Antigen presentation of antigenic peptides to islet autoantigen-specific T cells. (A) Peritoneal macrophages were harvested from hCD20/NOD mice 1 month after 2H7 or IgG treatment and used as APCs after irradiation in a proliferation assay with BDC2.5 CD4 cells responding to BDC2.5 mimotope or 6426 cloned CD8 T cells responding to 9-mer insulin B chain peptide of amino acid position 15–23 (B15–B23). 3H-thymidine incorporation is presented as Δ cpm (cpm in the presence of antigenic peptide minus cpm in the absence of antigenic peptide). Macrophages from 2H7-treated mice presented peptides poorly to both CD4 and CD8 T cells compared with macrophages from IgG-treated mice (P < 0.005). (B) One month after 2H7 or IgG treatment, splenic CD11c+ DCs of hCD20/NOD mice were used as APCs after irradiation. 6426 CD8 cloned T cells were cultured with irradiated DCs in the presence or absence of 9-mer insulin B chain peptide of amino acid position 15–23 (B15–B23) (at 3 μg/ml) in a 3H-thymidine incorporation proliferation assay. (C) Splenic CD11c+ DCs were purified from hCD20/NOD mice 1 month after 2H7 or IgG treatment and used as APCs after irradiation. Purified splenic BDC2.5 CD4 T cells were cultured with irradiated DCs in the presence or absence of BDC2.5 mimotope. IL-2 production was measured by cytotoxic T lymphocyte line (CTLL) assay in culture supernatants after a 48-hour incubation.

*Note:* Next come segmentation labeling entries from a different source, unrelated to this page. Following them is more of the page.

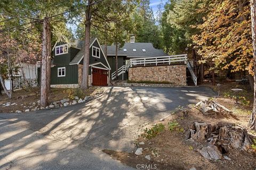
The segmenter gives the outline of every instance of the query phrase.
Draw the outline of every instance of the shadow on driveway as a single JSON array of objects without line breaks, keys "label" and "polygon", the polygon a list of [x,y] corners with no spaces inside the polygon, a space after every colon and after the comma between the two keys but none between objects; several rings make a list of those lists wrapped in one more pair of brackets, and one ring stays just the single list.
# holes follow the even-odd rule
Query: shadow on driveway
[{"label": "shadow on driveway", "polygon": [[0,169],[68,169],[73,166],[77,169],[111,169],[118,166],[126,169],[99,150],[130,151],[141,125],[169,115],[179,106],[215,95],[204,87],[106,90],[106,95],[87,104],[0,114]]}]

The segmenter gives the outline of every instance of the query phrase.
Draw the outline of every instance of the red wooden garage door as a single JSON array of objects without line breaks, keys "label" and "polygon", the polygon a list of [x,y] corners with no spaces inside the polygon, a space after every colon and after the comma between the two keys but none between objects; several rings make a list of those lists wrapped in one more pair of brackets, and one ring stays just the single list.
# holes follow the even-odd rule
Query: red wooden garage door
[{"label": "red wooden garage door", "polygon": [[108,71],[92,68],[92,86],[108,86]]}]

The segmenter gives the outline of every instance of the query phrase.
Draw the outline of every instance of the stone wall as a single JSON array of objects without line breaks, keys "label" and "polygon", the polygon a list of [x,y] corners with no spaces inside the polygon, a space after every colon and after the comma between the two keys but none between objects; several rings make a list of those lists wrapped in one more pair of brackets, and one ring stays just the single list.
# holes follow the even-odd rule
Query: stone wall
[{"label": "stone wall", "polygon": [[73,89],[77,88],[79,87],[78,84],[51,84],[52,88],[67,88]]},{"label": "stone wall", "polygon": [[[78,65],[78,84],[79,86],[80,85],[81,85],[82,75],[83,75],[83,65],[79,64]],[[89,75],[88,77],[88,85],[89,86],[92,86],[92,79],[91,79],[91,75]]]},{"label": "stone wall", "polygon": [[167,81],[173,86],[187,85],[186,65],[129,68],[129,80],[135,81]]}]

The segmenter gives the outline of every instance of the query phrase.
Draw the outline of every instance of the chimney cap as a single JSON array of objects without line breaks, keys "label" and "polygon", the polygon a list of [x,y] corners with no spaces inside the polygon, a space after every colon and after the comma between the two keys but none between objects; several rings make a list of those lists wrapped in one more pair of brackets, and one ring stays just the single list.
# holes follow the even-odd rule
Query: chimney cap
[{"label": "chimney cap", "polygon": [[135,35],[131,34],[130,36],[130,42],[134,43],[135,42]]}]

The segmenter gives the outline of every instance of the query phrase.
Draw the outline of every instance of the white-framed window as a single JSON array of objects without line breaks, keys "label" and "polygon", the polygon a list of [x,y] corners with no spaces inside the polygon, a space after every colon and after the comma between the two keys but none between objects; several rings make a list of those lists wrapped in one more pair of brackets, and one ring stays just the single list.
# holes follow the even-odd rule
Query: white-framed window
[{"label": "white-framed window", "polygon": [[58,76],[66,76],[66,67],[58,68]]},{"label": "white-framed window", "polygon": [[92,56],[100,58],[100,49],[99,48],[92,46]]},{"label": "white-framed window", "polygon": [[64,44],[55,47],[55,55],[68,53],[68,45]]}]

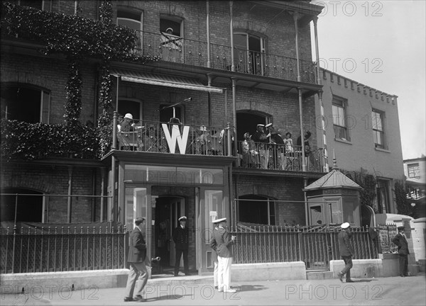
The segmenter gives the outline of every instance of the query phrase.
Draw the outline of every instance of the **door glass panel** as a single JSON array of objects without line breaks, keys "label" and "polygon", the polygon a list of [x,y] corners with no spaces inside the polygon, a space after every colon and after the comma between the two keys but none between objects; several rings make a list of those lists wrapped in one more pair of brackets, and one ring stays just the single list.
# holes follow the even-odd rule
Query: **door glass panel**
[{"label": "door glass panel", "polygon": [[205,200],[205,225],[204,242],[209,244],[210,242],[210,234],[213,230],[212,221],[217,217],[224,217],[222,214],[223,203],[222,191],[207,190],[204,191]]}]

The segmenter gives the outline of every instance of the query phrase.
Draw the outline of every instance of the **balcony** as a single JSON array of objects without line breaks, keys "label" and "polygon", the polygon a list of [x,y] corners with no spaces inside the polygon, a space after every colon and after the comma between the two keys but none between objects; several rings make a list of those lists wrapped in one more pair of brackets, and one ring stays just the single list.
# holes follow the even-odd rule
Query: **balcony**
[{"label": "balcony", "polygon": [[[162,33],[139,31],[134,52],[142,55],[160,56],[163,61],[189,66],[232,71],[231,46],[210,43],[210,62],[207,42]],[[268,52],[234,48],[234,71],[239,73],[297,81],[297,60]],[[300,60],[300,81],[316,84],[317,64]]]}]

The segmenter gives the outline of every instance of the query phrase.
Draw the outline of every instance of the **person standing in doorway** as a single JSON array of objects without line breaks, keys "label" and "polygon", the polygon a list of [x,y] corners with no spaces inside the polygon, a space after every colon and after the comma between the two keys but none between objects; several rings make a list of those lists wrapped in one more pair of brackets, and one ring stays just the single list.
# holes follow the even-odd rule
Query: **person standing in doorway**
[{"label": "person standing in doorway", "polygon": [[344,268],[342,271],[337,273],[340,281],[343,281],[343,276],[346,274],[346,282],[354,283],[351,279],[351,268],[352,268],[352,256],[354,254],[354,248],[351,245],[350,238],[351,233],[349,232],[350,225],[348,222],[342,223],[340,225],[342,231],[337,235],[339,241],[339,250],[340,251],[340,256],[344,261]]},{"label": "person standing in doorway", "polygon": [[235,293],[231,289],[231,265],[232,264],[232,244],[235,242],[235,236],[229,234],[225,228],[226,218],[217,219],[213,222],[217,229],[213,230],[213,237],[210,240],[210,247],[217,253],[218,271],[217,287],[219,291]]},{"label": "person standing in doorway", "polygon": [[404,227],[398,227],[398,234],[392,239],[392,242],[398,246],[400,257],[400,276],[408,276],[408,242],[404,234]]},{"label": "person standing in doorway", "polygon": [[[136,218],[135,225],[135,228],[130,234],[130,246],[127,257],[127,262],[130,264],[130,271],[127,278],[124,302],[144,302],[146,300],[142,297],[143,288],[148,282],[148,270],[145,264],[146,242],[143,234],[145,218],[141,217]],[[136,284],[137,285],[135,286]]]},{"label": "person standing in doorway", "polygon": [[187,217],[182,216],[179,218],[180,223],[173,232],[173,242],[176,256],[175,257],[175,276],[179,275],[179,266],[180,265],[180,257],[183,254],[183,268],[185,275],[190,275],[188,268],[188,228],[186,226]]}]

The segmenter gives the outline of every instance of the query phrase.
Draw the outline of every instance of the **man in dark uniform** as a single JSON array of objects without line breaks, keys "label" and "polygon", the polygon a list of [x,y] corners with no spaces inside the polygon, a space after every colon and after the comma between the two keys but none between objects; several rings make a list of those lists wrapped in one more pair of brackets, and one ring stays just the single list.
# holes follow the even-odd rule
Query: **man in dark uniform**
[{"label": "man in dark uniform", "polygon": [[173,232],[173,242],[176,257],[175,258],[175,276],[179,275],[179,266],[180,265],[180,257],[183,254],[183,266],[185,275],[189,276],[188,268],[188,228],[186,226],[187,217],[182,216],[179,218],[180,225]]},{"label": "man in dark uniform", "polygon": [[251,139],[256,142],[257,147],[256,151],[259,152],[261,167],[263,169],[268,169],[268,164],[269,163],[269,147],[266,144],[269,142],[269,141],[268,140],[268,135],[263,130],[264,128],[265,125],[257,125],[256,131],[253,134]]},{"label": "man in dark uniform", "polygon": [[[144,302],[145,299],[142,298],[142,293],[148,282],[148,271],[145,264],[146,242],[142,234],[145,227],[145,218],[136,218],[135,225],[134,230],[130,234],[130,245],[127,257],[130,271],[127,278],[124,302]],[[138,285],[135,288],[136,283]]]},{"label": "man in dark uniform", "polygon": [[404,234],[404,227],[398,227],[398,234],[392,239],[392,242],[398,246],[398,253],[400,257],[400,276],[408,276],[408,242]]},{"label": "man in dark uniform", "polygon": [[351,236],[349,232],[349,223],[342,223],[340,225],[342,231],[337,235],[340,256],[344,261],[344,268],[337,273],[337,276],[340,281],[343,281],[343,276],[346,274],[346,282],[354,283],[354,280],[351,280],[351,268],[352,268],[352,256],[355,252],[349,241]]}]

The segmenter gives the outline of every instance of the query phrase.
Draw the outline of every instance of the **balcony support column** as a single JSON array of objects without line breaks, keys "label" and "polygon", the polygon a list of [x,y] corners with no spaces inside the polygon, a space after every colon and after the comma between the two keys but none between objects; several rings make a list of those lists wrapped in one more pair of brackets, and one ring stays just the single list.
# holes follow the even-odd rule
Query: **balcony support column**
[{"label": "balcony support column", "polygon": [[[299,64],[299,28],[297,27],[297,20],[299,19],[299,13],[297,12],[293,13],[293,20],[295,21],[295,36],[296,40],[296,63],[297,67],[297,81],[301,81],[300,78],[300,67]],[[298,87],[299,93],[299,120],[300,121],[300,138],[302,140],[302,171],[306,171],[306,160],[305,159],[305,131],[303,130],[303,97],[302,96],[302,88]]]},{"label": "balcony support column", "polygon": [[207,0],[206,1],[206,30],[207,31],[207,68],[211,68],[212,62],[210,61],[210,4],[209,0]]},{"label": "balcony support column", "polygon": [[230,26],[230,31],[229,33],[231,33],[231,71],[234,72],[235,71],[235,59],[234,58],[234,20],[233,20],[233,16],[232,16],[232,6],[234,4],[234,1],[229,1],[229,17],[230,17],[230,21],[229,21],[229,26]]},{"label": "balcony support column", "polygon": [[[318,31],[317,28],[317,23],[318,21],[318,17],[315,16],[313,18],[314,21],[314,35],[315,39],[315,57],[317,59],[317,84],[318,85],[322,85],[321,82],[321,76],[320,72],[320,50],[318,49]],[[321,132],[322,135],[321,135],[321,140],[322,144],[322,148],[324,149],[324,163],[322,167],[322,171],[324,172],[329,171],[329,165],[328,165],[328,152],[327,149],[327,136],[325,132],[325,117],[324,113],[324,103],[322,103],[322,89],[320,89],[318,91],[318,101],[320,102],[320,111],[321,114]]]}]

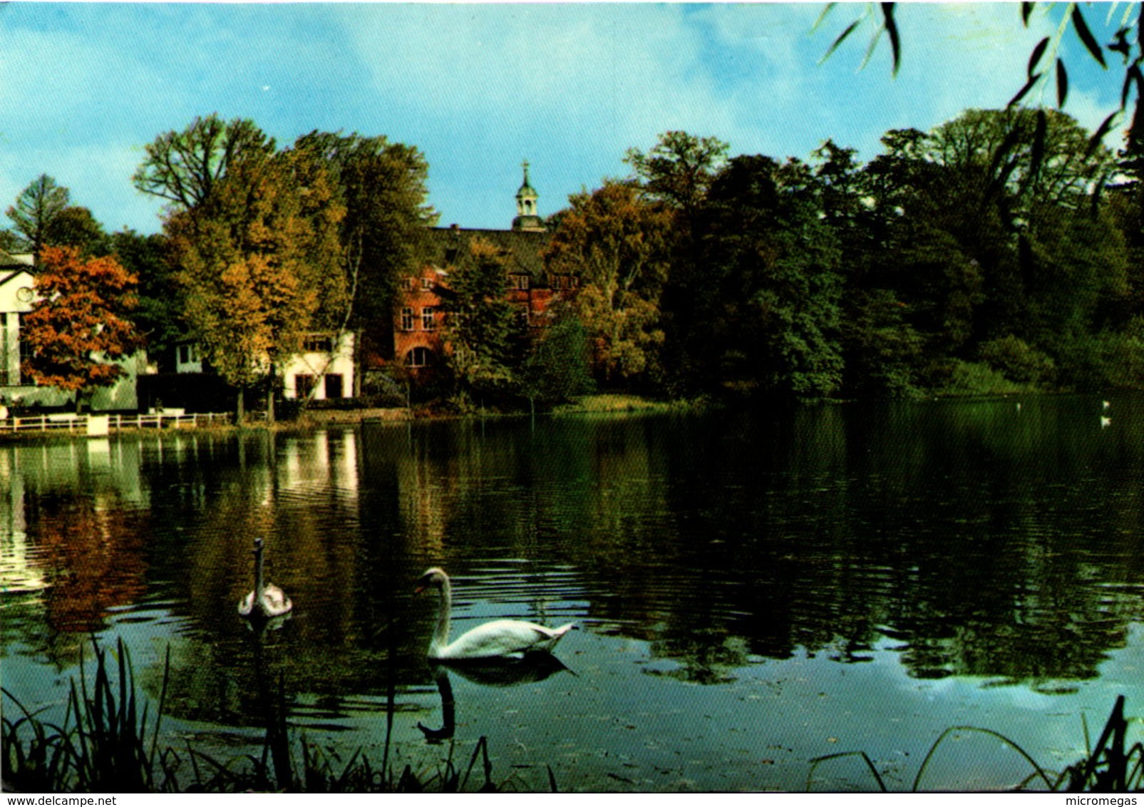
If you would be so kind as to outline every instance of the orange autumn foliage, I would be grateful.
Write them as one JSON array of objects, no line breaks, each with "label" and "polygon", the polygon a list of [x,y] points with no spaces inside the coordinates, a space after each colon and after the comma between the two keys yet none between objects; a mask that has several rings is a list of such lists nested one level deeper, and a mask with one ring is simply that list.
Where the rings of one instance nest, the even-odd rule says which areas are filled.
[{"label": "orange autumn foliage", "polygon": [[113,256],[85,260],[74,247],[43,247],[38,300],[21,318],[23,373],[67,391],[114,383],[125,371],[112,362],[143,346],[127,318],[136,282]]}]

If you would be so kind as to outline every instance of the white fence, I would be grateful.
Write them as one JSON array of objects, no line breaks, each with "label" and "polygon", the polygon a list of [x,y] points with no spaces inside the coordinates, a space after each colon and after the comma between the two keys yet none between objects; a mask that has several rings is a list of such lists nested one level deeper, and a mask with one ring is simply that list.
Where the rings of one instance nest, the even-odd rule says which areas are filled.
[{"label": "white fence", "polygon": [[0,418],[0,434],[9,432],[67,432],[69,434],[108,434],[119,429],[197,428],[222,426],[230,414],[37,414]]}]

Suppressed IFN-γ and IL-17 production by diabetogenic CD4 or CD8 T cells. (A) Peritoneal macrophages were harvested from hCD20/NOD mice 1 month after 2H7 or IgG treatment and used as APCs after irradiation. Purified splenic BDC2.5 CD4 T cells or 6426 CD8 cloned T cells were cultured with irradiated macrophages in the presence or absence of BDC2.5 mimotope and 9-mer insulin B chain peptide of amino acid position 15–23 (B15–B23) (both at 3 μg/ml), respectively. IFN-γ was measured in culture supernatants after a 72-hour incubation. (B) Peritoneal macrophages or splenic CD11c+ DCs from hCD20/NOD mice 1 month after 2H7 or IgG treatment were purified as described. Purified splenic BDC2.5 CD4 T cells were cultured with irradiated macrophages or splenic DCs in the presence or absence of BDC2.5 mimotope. IL-17 was measured in culture supernatants after a 72-hour incubation.